The Good Kind of Unstable
One of the biggest mistakes evaluators make when looking at PFF's unstable metrics is assuming "unstable" means bad. In reality, unstable metrics often highlight the traits that separate average quarterbacks from game-changing quarterbacks. They simply fluctuate more from season to season because they depend heavily on supporting cast, scheme, protection and surrounding talent.
For Sorsby, the unstable profile reveals a quarterback capable of creating offense when structure breaks down and situations become difficult.
Key Unstable Metrics
Under Pressure Grade: 78th Percentile
- 97 pressured dropbacks
- 48 key plays
- 9 PFF Grade
- Ranked 78th of 352 quarterbacks
Outside Pocket Grade: 69th Percentile
- 59 dropbacks
- 29 key plays
- 5 PFF Grade
- Ranked 103rd of 337 quarterbacks
3rd/4th Down Grade: 74th Percentile
- 87 dropbacks
- 45 key plays
- 4 PFF Grade
- Ranked 93rd of 364 quarterbacks
Play Action Grade: 41st Percentile
- 169 dropbacks
- 82 key plays
- 1 PFF Grade
- Ranked 198th of 337 quarterbacks
Positively Graded Throws: 58th Percentile
- 88 positively graded throws
- 6% positive throw rate
- Ranked 151st of 356 quarterbacks
The 78th-percentile pressure grade jumps off the page.
Many quarterbacks look good when everything is clean. Sorsby shows evidence of maintaining functionality when the pocket deteriorates. Nearly 100 pressured dropbacks is a significant sample size, and finishing in the upper quarter nationally suggests he's not simply a rhythm passer dependent on perfect protection.
Scouts love quarterbacks who can survive bad football.
Sorsby has shown that trait.
Functional Creator
The 69th-percentile outside-pocket grade reinforces the same theme.
He's not an elite freelance quarterback, but he's productive enough when forced off his spot. The ability to reset, keep eyes downfield and generate explosive opportunities after structure breaks is increasingly important in modern football.
Defenses rarely allow quarterbacks to stay on script for four quarters.
Sorsby appears comfortable coloring outside the lines.
Money Down Performer
The most impressive metric may be the 74th-percentile grade on third and fourth downs.
Quarterbacks earn reputations here.
Anybody can complete first-down throws. Third-down football determines whether drives continue or end.
A 89.4 grade with 45 key plays shows Sorsby consistently delivered when defenses knew a pass was coming.
NFL evaluators often refer to this as "situational toughness."
The numbers support that label.
Play-Action Concern
This is the lone area that stands out negatively.
The 41st-percentile play-action grade is surprisingly low considering many quarterbacks benefit from run fakes creating easier throwing windows.
This could be scheme related, supporting-cast related, or simply an area where Sorsby needs to improve his timing and anticipation.
Regardless, it is the one unstable metric that doesn't match the strength of the rest of his profile.
Explosive Throw Production
His 25.6% positively graded throw rate lands in the 58th percentile.
That's solid, though not elite.
What it tells scouts is that Sorsby generated a healthy amount of high-quality throws but wasn't relying solely on splash plays to drive production. Combined with the pressure and money-down grades, it paints a picture of a quarterback who wins with consistency and competitiveness rather than pure fireworks.
Five Takeaways on Sorsby
- Pressure is a strength, not a weakness
- Upper-tier national ranking under pressure suggests legitimate poise.
- Can create when plays break down
- Outside-pocket performance shows functional mobility and improvisation.
- Performs in winning situations
- Third- and fourth-down production indicates competitive toughness.
- Play-action efficiency needs work
- The biggest developmental area in the profile.
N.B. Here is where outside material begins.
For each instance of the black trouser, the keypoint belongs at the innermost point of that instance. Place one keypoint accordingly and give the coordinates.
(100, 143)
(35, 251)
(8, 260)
- Profile fits modern quarterbacking
- Best traits appear when football gets messy, fast and uncomfortable.
Final Evaluation on Sors
When studying Sorsby's unstable metrics, the overall takeaway is encouraging. The numbers point toward a quarterback who rises when circumstances become difficult rather than one who relies on clean pockets and easy throws.
The pressure grade, off-platform success and strong money-down performance are exactly the types of traits scouts want to see when projecting a quarterback into higher levels of competition.
If the play-action efficiency improves and the positive-throw rate climbs another notch, Sorsby's profile starts looking less like a productive college quarterback and more like a legitimate professional prospect capable of carrying an offense when the game is on the line.